No, no, I was a year old when he died. I wish I had known him. Yes, it did have an influence. He'd been this very big personality. And he'd had uh the five or six children who'd all been very fond of him and I think had been influenced by him, though they didn't all quite agree with him. But it is true to say, I think, that his particular attitude to life, a mixture of realism and religion, and salted with a good deal of irony and humour, did pervade the atmosphere in which I grew up.
Presenter asks
Have you ever had any political ambitions or so?
None. I knew nothing but politicians all the time I was at charge. I was very fond of them all, and I never wanted to follow them.
Presenter asks
Your biographies, Cooper, Melbourne, Max Birbaum, others, how do you set about a biography like this?

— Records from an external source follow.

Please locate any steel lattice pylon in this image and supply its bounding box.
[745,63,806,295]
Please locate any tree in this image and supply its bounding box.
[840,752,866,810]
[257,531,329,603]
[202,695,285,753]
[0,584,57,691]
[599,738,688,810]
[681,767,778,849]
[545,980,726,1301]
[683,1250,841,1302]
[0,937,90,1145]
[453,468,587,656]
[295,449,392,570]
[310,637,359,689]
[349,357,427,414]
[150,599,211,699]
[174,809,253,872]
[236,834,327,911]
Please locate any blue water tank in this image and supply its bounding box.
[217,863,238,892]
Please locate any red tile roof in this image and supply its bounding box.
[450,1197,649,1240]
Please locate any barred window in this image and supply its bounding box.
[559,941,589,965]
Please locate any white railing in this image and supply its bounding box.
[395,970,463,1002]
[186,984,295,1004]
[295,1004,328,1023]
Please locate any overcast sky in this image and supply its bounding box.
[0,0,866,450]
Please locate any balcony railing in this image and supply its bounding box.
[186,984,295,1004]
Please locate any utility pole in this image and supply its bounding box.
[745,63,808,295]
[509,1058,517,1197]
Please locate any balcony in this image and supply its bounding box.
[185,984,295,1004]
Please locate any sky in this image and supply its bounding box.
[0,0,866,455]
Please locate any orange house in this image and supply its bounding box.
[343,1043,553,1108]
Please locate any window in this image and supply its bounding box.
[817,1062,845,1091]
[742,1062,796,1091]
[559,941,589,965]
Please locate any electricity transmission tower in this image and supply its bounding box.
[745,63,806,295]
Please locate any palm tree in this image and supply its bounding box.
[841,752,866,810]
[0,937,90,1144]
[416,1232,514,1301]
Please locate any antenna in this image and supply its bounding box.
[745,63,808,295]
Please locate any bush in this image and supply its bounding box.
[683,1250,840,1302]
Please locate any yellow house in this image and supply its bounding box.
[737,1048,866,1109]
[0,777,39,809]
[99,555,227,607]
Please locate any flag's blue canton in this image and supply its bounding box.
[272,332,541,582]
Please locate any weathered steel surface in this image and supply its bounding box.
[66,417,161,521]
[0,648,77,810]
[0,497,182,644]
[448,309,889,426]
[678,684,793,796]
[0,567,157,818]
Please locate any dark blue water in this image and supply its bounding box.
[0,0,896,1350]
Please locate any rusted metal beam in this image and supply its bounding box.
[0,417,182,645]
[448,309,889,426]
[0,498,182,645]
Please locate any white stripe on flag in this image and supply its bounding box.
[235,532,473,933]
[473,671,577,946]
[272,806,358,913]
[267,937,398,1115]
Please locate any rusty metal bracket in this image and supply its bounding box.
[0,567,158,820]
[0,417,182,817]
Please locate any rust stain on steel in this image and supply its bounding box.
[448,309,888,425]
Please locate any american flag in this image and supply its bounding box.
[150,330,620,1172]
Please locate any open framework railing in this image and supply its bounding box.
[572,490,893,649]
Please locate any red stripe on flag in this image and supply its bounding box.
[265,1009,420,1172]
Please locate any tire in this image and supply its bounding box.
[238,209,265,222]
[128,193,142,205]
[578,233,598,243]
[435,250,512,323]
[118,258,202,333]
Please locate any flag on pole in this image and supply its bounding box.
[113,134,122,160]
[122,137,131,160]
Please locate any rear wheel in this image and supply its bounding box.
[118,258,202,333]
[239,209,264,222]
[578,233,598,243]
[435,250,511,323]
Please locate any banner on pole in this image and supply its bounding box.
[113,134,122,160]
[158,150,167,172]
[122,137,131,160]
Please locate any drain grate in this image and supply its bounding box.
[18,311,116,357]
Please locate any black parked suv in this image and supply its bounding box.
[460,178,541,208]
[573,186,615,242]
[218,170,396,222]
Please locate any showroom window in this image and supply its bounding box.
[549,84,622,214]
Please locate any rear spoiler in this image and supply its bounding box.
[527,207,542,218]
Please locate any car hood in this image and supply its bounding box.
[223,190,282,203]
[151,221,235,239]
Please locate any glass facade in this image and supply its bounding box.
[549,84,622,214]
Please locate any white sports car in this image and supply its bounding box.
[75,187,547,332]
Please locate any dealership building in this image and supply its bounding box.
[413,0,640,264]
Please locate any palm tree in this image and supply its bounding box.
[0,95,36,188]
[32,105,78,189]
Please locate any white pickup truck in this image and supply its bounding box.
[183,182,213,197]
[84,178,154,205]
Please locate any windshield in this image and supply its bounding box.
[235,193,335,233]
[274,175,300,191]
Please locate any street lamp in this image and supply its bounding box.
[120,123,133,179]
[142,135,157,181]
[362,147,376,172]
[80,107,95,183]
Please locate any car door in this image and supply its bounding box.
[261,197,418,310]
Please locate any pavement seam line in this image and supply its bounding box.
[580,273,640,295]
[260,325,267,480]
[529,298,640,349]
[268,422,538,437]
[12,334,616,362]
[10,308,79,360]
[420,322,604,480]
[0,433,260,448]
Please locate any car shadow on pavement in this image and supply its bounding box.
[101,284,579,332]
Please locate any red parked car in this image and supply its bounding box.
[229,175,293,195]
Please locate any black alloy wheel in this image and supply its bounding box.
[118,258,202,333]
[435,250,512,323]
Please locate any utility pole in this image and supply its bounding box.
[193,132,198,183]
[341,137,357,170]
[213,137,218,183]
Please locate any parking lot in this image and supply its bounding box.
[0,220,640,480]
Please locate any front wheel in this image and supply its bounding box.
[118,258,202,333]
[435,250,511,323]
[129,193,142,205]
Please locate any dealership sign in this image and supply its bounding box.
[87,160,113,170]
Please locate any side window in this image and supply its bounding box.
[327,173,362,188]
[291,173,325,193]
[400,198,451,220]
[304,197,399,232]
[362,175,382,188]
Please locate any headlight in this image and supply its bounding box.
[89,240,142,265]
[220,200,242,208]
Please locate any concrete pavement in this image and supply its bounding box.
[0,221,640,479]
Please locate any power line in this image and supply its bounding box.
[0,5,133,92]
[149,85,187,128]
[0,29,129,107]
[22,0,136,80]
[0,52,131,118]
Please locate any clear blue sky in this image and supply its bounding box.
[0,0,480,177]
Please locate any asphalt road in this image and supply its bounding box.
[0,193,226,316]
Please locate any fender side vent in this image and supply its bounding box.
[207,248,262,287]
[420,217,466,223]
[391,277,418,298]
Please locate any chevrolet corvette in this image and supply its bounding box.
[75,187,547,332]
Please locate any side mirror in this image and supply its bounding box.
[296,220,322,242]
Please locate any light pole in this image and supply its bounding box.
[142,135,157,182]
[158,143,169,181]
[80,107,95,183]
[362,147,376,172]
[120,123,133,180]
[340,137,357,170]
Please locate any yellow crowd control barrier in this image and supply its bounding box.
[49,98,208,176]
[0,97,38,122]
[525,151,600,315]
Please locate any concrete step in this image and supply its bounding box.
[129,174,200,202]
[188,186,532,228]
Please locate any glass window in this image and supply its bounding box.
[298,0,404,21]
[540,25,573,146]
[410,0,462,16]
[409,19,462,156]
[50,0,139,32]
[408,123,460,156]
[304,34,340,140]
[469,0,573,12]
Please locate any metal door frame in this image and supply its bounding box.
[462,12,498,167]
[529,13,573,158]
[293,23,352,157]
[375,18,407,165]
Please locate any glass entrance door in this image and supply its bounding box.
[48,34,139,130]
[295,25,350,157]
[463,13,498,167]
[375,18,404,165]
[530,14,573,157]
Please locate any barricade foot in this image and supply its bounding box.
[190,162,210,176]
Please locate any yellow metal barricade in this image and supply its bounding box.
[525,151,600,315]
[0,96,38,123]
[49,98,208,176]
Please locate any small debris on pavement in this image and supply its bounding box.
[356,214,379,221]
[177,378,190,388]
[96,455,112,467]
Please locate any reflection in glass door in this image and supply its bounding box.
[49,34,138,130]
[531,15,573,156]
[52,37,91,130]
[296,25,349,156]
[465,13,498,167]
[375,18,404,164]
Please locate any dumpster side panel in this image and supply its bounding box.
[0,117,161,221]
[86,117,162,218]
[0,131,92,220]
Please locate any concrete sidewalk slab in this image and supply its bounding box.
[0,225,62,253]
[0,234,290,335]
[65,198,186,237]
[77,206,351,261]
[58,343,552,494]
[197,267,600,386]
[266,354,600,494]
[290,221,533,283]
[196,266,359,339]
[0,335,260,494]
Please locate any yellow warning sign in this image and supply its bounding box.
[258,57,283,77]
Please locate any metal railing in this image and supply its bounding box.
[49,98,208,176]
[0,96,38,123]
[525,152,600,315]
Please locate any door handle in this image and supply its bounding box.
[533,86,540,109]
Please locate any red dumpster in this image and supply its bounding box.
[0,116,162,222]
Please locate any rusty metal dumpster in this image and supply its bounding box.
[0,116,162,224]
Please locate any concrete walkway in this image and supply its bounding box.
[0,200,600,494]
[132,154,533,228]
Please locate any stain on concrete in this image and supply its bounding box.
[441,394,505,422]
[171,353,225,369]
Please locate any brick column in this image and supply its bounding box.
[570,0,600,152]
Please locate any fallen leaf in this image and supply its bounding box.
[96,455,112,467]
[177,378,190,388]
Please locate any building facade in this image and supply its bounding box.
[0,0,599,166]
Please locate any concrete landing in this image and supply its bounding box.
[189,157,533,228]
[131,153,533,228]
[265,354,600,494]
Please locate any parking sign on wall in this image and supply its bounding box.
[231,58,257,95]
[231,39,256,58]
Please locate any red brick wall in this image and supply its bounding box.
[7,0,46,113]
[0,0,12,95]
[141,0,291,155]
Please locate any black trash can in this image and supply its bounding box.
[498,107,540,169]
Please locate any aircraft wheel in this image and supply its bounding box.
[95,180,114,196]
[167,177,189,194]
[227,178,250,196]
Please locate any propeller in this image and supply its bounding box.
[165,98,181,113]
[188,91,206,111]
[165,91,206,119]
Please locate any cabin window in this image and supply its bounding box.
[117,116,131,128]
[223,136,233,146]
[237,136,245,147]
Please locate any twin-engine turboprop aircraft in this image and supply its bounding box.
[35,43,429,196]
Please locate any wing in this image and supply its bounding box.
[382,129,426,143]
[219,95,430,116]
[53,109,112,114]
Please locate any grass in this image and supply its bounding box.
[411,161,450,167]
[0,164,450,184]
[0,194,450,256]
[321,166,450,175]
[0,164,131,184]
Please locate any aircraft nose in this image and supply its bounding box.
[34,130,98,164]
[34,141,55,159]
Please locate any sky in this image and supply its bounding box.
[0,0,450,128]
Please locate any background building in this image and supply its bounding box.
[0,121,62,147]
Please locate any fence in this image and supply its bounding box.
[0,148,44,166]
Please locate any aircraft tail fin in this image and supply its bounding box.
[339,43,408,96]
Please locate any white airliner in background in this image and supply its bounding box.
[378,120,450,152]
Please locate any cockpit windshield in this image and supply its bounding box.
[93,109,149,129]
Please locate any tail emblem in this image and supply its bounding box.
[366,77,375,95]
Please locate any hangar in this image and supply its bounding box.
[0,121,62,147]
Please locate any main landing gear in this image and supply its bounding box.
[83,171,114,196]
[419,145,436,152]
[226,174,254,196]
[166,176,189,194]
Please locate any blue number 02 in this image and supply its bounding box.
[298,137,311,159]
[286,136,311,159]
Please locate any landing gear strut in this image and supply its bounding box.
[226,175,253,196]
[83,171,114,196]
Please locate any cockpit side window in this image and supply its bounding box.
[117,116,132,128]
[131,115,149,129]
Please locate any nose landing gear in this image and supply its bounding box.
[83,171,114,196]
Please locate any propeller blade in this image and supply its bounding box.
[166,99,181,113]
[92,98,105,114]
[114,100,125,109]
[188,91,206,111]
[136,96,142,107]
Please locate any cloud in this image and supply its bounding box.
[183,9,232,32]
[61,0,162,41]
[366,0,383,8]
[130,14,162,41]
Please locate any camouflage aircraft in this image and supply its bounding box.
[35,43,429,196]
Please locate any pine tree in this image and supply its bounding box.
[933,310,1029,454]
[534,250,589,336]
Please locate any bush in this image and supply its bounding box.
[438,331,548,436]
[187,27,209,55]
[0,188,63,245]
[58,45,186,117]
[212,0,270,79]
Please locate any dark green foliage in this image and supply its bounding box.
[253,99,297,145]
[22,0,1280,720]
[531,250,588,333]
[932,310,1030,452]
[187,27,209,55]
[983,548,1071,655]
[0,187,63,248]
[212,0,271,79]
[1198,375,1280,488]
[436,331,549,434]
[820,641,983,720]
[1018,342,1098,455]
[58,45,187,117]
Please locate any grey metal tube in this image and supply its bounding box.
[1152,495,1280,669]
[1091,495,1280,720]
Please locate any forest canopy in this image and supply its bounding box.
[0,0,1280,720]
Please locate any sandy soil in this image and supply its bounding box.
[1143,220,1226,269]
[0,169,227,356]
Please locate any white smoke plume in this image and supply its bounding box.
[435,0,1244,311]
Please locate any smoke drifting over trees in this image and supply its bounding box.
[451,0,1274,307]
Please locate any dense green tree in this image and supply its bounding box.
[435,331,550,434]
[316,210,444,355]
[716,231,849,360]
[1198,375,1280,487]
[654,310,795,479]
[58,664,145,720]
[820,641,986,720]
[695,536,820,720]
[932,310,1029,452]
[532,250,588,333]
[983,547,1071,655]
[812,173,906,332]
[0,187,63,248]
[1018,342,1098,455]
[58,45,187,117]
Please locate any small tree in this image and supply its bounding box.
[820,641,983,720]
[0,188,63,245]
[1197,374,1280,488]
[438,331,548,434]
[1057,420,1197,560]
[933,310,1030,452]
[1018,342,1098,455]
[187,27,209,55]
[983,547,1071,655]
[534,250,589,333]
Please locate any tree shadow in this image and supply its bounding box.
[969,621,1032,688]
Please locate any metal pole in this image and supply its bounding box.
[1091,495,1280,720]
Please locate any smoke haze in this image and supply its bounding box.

Well, I always think that biography is the portrait painting of literature. … So, uh well I literally do that, I look at pictures of them. But of course it's more important to look at their mind and the best thing of all is something they've said themselves.
Presenter asks
Do you do field work?
Oh, a lot of field work one has to. I read their letters, any diaries, anything anybody who knew them had written about them. And then of course you must have the context, the background. I read a great deal about the period they lived in and to g get the kind of world and atmosphere in which they lived, I go and look at the places they they lived in.
“My first book was after I'd been a don at Oxford for some years. It was a book, A Life of Cooper, the poet, called The Stricken Deer, and that came out, I think, in nineteen twenty eight.”
“his particular attitude to life, a mixture of realism and religion, and salted with a good deal of irony and humour, did pervade the atmosphere in which I grew up.”
“I always think that biography is the portrait painting of literature.”
“I think [D.H. Lawrence] was a genius, and certain things he does splendidly. But otherwise he's a great noisy gasbag to me.”
“I agree with [the person who said] that life's like a game of cards. You're dealt a hand and you must play the hand that you're dealt. And mine was one, I think, which um d did demand a certain uh um cloistered quiet, uh plus a certain amount of social life for it.”